Early Administration of IL-6RA Does Not Prevent Radiation-induced Lung Injury in Mice

Overview

Journal Radiat Oncol

Publisher Biomed Central

Specialties Oncology
Radiology

Date 2010 Apr 9

PMID 20374625

Citations 7

Authors

Toshiyuki Ogata

Hideya Yamazaki

Teruki Teshima

Ayaka Kihara

Yuko Suzumoto

Takehiro Inoue

Norihiro Nishimoto

Nariaki Matsuura

Affiliations

Soon will be listed here.

Abstract

Background: Radiation pneumonia and subsequent radiation lung fibrosis are major dose-limiting complications for patients undergoing thoracic radiotherapy. Interleukin-6 (IL-6) is a pleiotropic cytokine and plays important roles in the regulation of immune response and inflammation. The purpose of this study was to investigate whether anti-IL-6 monoclonal receptor antibody (IL-6RA) could ameliorate radiation-induced lung injury in mice.

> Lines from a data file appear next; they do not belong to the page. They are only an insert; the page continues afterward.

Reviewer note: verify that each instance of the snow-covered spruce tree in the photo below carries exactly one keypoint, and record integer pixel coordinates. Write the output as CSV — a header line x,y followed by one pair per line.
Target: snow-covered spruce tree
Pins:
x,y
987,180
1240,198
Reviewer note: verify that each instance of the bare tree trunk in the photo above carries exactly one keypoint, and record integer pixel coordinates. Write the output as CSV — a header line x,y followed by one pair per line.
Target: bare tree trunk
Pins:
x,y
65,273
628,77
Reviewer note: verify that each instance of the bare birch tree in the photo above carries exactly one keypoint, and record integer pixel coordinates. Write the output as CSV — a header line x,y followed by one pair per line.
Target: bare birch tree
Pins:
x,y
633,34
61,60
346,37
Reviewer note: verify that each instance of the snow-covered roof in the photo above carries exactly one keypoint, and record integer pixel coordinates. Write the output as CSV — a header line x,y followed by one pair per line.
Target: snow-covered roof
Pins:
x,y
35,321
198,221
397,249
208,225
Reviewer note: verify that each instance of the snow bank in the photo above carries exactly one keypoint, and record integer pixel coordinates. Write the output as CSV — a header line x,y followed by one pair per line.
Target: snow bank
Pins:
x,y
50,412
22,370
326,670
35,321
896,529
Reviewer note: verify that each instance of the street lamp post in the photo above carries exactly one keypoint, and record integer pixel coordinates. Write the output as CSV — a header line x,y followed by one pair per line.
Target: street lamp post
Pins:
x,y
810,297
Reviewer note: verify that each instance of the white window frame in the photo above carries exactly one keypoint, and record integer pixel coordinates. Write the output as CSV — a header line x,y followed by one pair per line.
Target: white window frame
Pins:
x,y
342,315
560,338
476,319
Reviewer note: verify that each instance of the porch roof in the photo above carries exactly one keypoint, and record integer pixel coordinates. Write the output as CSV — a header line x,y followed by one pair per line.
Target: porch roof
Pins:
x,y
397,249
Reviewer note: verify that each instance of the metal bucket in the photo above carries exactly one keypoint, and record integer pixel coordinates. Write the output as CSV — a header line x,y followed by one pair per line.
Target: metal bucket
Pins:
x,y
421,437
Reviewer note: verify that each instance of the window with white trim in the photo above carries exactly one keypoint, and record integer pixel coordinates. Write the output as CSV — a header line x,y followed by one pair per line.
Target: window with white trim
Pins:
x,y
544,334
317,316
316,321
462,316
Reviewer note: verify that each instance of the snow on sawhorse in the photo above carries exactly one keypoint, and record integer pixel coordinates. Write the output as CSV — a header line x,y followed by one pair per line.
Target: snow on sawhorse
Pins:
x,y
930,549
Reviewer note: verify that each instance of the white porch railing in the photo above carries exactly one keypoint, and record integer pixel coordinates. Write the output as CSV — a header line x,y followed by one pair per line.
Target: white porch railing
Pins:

Methods: BALB/cAnNCrj mice having received thoracic irradiation of 21 Gy were injected intraperitoneally with IL-6RA (MR16-1) or control rat IgG twice, immediately and seven days after irradiation. Enzyme-linked immunosorbent assay was used to examine the plasma level of IL-6 and serum amyloid A (SAA). Lung injury was assessed by histological staining with haematoxylin and eosin or Azan, measuring lung weight, and hydroxyproline.

Results: The mice treated with IL-6RA did not survive significantly longer than the rat IgG control. We observed marked up-regulation of IL-6 in mice treated with IL-6RA 150 days after irradiation, whereas IL-6RA temporarily suppressed early radiation-induced increase in the IL-6 release level. Histopathologic assessment showed no differences in lung section or lung weight between mice treated with IL-6RA and control.

Conclusions: Our findings suggest that early treatment with IL-6RA after irradiation alone does not protect against radiation-induced lung injury.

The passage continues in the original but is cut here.